Synopsis: A romantic comedy about the perverted son of a temple priest who becomes obsessed with a nursing student whose name he doesn’t know but who passes in front of his temple every day as she meets men via dating apps. Getting her picture becomes a must for him but he becomes jealous when he finds her kissing another man and so he decides to get the same app and pursue her. Meanwhile, his childhood friend Yuka reunites with him…

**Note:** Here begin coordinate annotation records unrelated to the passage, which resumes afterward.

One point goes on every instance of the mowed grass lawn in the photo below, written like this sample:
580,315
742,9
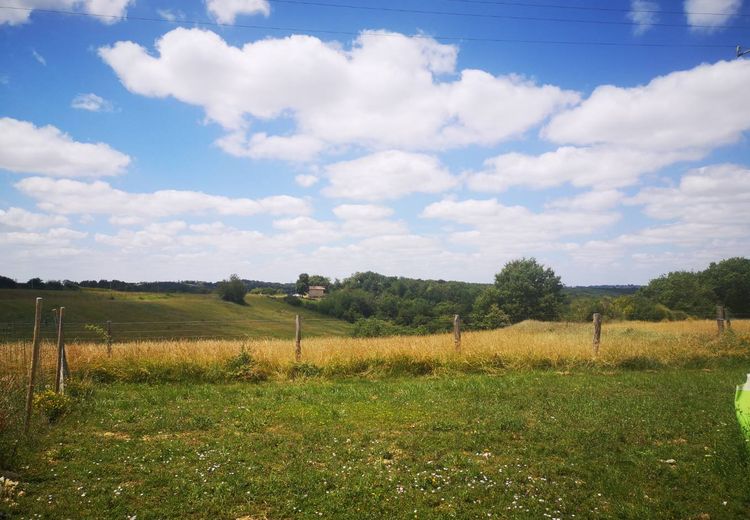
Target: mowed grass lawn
527,444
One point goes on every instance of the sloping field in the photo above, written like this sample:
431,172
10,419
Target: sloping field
527,345
158,315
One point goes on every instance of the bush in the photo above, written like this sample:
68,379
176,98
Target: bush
243,367
293,300
232,290
304,370
52,405
373,328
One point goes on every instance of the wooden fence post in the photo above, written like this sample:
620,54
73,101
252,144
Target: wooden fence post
34,363
727,319
59,374
597,332
109,338
457,332
297,338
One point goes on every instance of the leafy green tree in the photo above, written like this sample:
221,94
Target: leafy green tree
730,282
303,284
681,291
7,283
528,290
316,279
232,290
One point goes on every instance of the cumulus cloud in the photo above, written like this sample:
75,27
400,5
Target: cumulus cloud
387,175
306,180
25,148
295,148
496,228
38,57
58,237
708,15
705,218
670,113
603,166
644,14
226,11
110,10
99,198
362,211
387,90
172,15
91,102
23,219
718,194
598,200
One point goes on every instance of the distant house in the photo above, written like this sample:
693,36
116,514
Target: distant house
316,291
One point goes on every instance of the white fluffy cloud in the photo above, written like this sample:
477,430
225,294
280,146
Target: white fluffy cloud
91,102
709,14
75,197
603,166
692,109
55,237
386,91
300,148
599,200
362,211
716,195
226,11
22,219
25,148
387,175
306,180
111,10
623,133
495,228
705,218
643,13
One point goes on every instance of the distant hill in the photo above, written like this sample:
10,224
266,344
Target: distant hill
597,291
137,315
183,286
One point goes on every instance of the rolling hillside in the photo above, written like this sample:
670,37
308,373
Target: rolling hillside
158,315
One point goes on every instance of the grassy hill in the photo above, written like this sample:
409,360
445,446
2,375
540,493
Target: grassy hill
158,315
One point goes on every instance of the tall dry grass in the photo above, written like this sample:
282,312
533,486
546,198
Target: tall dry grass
526,345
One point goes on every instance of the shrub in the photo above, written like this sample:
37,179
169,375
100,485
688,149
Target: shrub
304,370
232,290
244,368
52,405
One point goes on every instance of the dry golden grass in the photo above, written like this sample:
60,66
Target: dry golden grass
526,345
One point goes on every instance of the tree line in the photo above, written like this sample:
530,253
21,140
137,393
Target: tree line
525,289
676,295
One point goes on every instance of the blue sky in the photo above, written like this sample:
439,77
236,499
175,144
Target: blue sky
437,139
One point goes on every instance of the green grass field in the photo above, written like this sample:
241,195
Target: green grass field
529,444
158,315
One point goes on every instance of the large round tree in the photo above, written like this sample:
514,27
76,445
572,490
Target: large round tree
527,290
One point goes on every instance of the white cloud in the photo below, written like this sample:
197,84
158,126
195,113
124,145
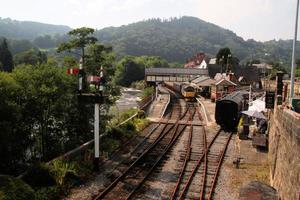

Shimajirou to Sora Tobu Fune    Shimajirou to Sora Tobu Fune Film Poster

しまじろうと そらとぶふねShimajirou to Sora Tobu Fune

Release Date: March 12th, 2021

Duration: 60 mins.

Director: Tomohiro Kawamura

Writer: Masafumumi Sugiura (Screenplay),

Starring: Omi Minami (Shimajiro Shimano), Miki Takahashi (Mimirin Midorihara), Saori Sugimoto (Ramurin Makiba), Yuma Uchida (Jin), Megumi Han (Lily), Keiko Han (Lily’s Mother),

Animation Production: coyote, Shanghai Heyuan Culture Media Co., Ltd. Shirogumi Inc.

Website ANN MAL

The eighth film in the franchise and the first to go full CG.

Synopsis: The land of Greenwood hasn’t had rain for a while and it’s starting to become a problem. Jin, an inventor squirrel, decides to build a flying ship with the help of Shimajiro in a mission to to make the rain fall once again.